UK banking and consumer goods companies exposed to the faltering Latin America market have held up w...
UK banking and consumer goods companies exposed to the faltering Latin America market have held up well despite the uncertainty their exposure has created, according to Henderson Global Investors.
Richard Prew, director of UK retail funds at Hendersons, says UK companies with direct exposure to Latin America have caused concern about the translation effect of weaker Latin American currencies compared with sterling.
Another short-term concern is how the currency weakness may slow economic growth, which in turn may lead to bad debts and weaker profits.
Robert Buckland, UK strategist at SchroderSalomonSmithBarney, says investors have been buying stocks such as BAT, Unilever and Diageo for their defensive industry characteristic but they have missed the fact that these companies have higher geographical risk profiles.
Buckland says: 'In particular, we would highlight BAT, Unilever and Reckitt Beckiser, which are the most exposed to the Brazilian economy. Brazil is most at risk to problems in Argentina. Elsewhere, we can also see some exposure in the traditional industrial stocks and overseas banks. ICI has a significant paints business in Brazil, while HSBC and Lloyds TSB have loan exposure to both Argentina and Brazil.'
However, Trevor Green, UK fund manager at Credit Suisse Asset Management, says UK exposure to Latin America is small and few companies have more than 5% sales exposure to the region. Green says: 'The real issue is whether the problems in Argentina spread to the rest of the world.
'Events in Latin America do not have a material impact on UK stocks. The concern is that the weak economic state of the region will lead to a slowdown in UK products and therefore there will be profit downgrades. However, North America is more of a main concern for these firms.'
Prew says the market has been concerned about this for the past two months and is now looking ahead to see if any UK companies have been affected. He says: 'Consumer goods prices have so far not been affected. This is because it is generally a defensive area and Latin America only accounts for a low proportion of sales. Results from HSBC also show it has coped well so far, with bad debts not as high as the market originally expected.'
Prew highlights that a positive factor for investing in Latin America is that its growth rates are higher than other regions, but he notes this is offset in the short term by a less stable economic and political environment, which affects short-term growth. He says: 'Latin America is just a small part of UK companies' business and losses can be made up elsewhere in Europe and the US.'
Jonathan Asante, head of emerging markets at Framlington, says the risk premium attached to companies will lower as soon as Argentina defaults.
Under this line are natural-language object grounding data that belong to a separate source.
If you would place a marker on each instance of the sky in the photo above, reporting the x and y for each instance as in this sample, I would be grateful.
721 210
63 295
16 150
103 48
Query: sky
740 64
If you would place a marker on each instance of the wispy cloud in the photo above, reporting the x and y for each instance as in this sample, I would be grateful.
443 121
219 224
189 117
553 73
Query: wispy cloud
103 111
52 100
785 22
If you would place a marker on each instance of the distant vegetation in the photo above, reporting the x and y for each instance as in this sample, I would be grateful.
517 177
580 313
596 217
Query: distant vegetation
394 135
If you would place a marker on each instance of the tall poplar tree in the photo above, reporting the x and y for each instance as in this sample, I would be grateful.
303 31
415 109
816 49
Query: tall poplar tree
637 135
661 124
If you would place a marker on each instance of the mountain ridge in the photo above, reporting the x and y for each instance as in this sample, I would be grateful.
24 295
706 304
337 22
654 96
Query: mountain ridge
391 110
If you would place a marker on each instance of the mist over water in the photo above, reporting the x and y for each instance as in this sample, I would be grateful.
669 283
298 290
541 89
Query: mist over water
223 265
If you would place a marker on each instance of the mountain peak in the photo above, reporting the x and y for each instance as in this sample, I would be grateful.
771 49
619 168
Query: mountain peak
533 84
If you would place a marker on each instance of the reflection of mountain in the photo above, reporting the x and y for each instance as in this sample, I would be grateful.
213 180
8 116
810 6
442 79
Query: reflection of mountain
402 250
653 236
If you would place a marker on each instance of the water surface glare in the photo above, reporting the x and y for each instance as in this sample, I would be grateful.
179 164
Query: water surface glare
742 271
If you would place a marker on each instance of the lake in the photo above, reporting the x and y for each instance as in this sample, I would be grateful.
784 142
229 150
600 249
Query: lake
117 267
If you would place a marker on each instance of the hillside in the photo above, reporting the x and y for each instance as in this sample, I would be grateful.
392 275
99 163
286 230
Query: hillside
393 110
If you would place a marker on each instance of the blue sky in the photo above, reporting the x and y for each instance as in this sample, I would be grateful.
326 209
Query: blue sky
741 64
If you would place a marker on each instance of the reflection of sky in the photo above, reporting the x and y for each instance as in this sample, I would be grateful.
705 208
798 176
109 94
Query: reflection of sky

He says: 'It is a double-edged sword. Once Argentina defaults, the event will have happened, so people can start looking forward. The Argentina default has already been 70% to 80% priced into local markets. While it may have slightly further to fall, Argentina is now getting close to defaulting.'
• Banking/consumer sectors coping well.
• Long-term growth rates remain positive.
• Companies await Argentina default.